Specifically, Gad estimates an increase of 15% for iron and steel due to the Russian-Ukrainian war and energy prices. Risks that, in cascade, affect a whole range of other materials, starting with cement and concrete, increased by 59% (also for the cost of emission rights that companies have to buy to produce). The effect also concerns rock wool insulation (+15%) and polystyrene insulation (+20%), both products also burdened by the increase in oil prices. Wood stands at +11%. For glass, on the other hand, the price increases are 38%, while for bricks 20%, again because of energy prices.

On the labour market, there has been an average hourly cost growth of about 5% in the last two years, an increase of 60% higher than in the previous two years.

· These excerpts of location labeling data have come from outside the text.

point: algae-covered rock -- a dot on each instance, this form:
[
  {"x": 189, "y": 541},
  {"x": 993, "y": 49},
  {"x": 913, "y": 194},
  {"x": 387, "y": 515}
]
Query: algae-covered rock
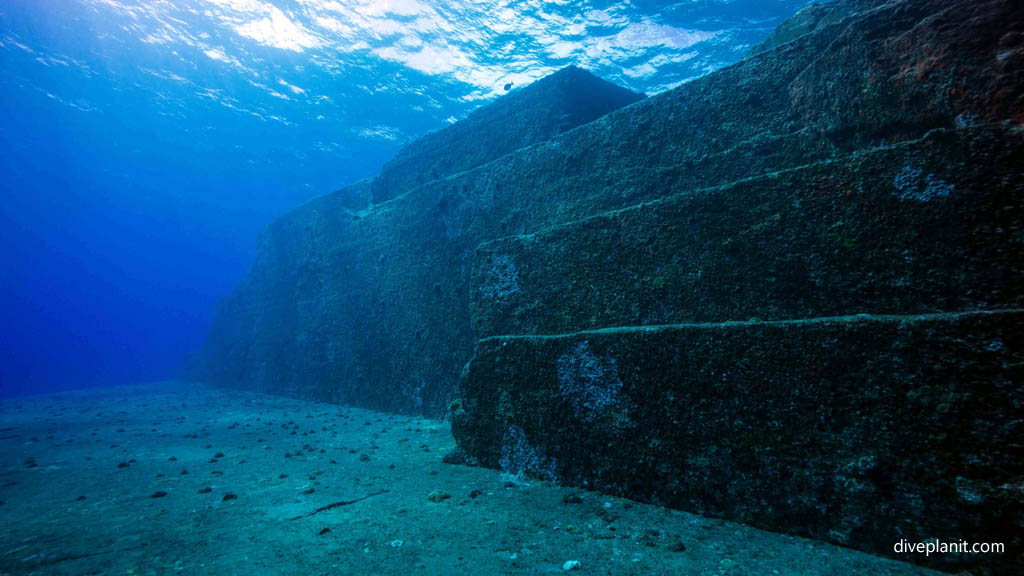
[{"x": 786, "y": 293}]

From the recent surveys of the Chamber of Commerce of Milan it is evince that the component of the relative price to hires and transports instead is sketched to +20% for the activities that require movements earth, of 10% for those of piling and of 15% for the realization of structural works. "Analyzing a façade area of one hundred square meters for six months of rental" reads the report "the total cost of scaffolding, including assembly and dismantling from price point of view of the Lombardy Region sees a percentage increase of +54 percent". To all this is added the inflation risk, to which, Gad explains, "investors respond with the proposal of armored contracts and transferring the risk to the company, which in turn protects itself with an early increase in the offer phase".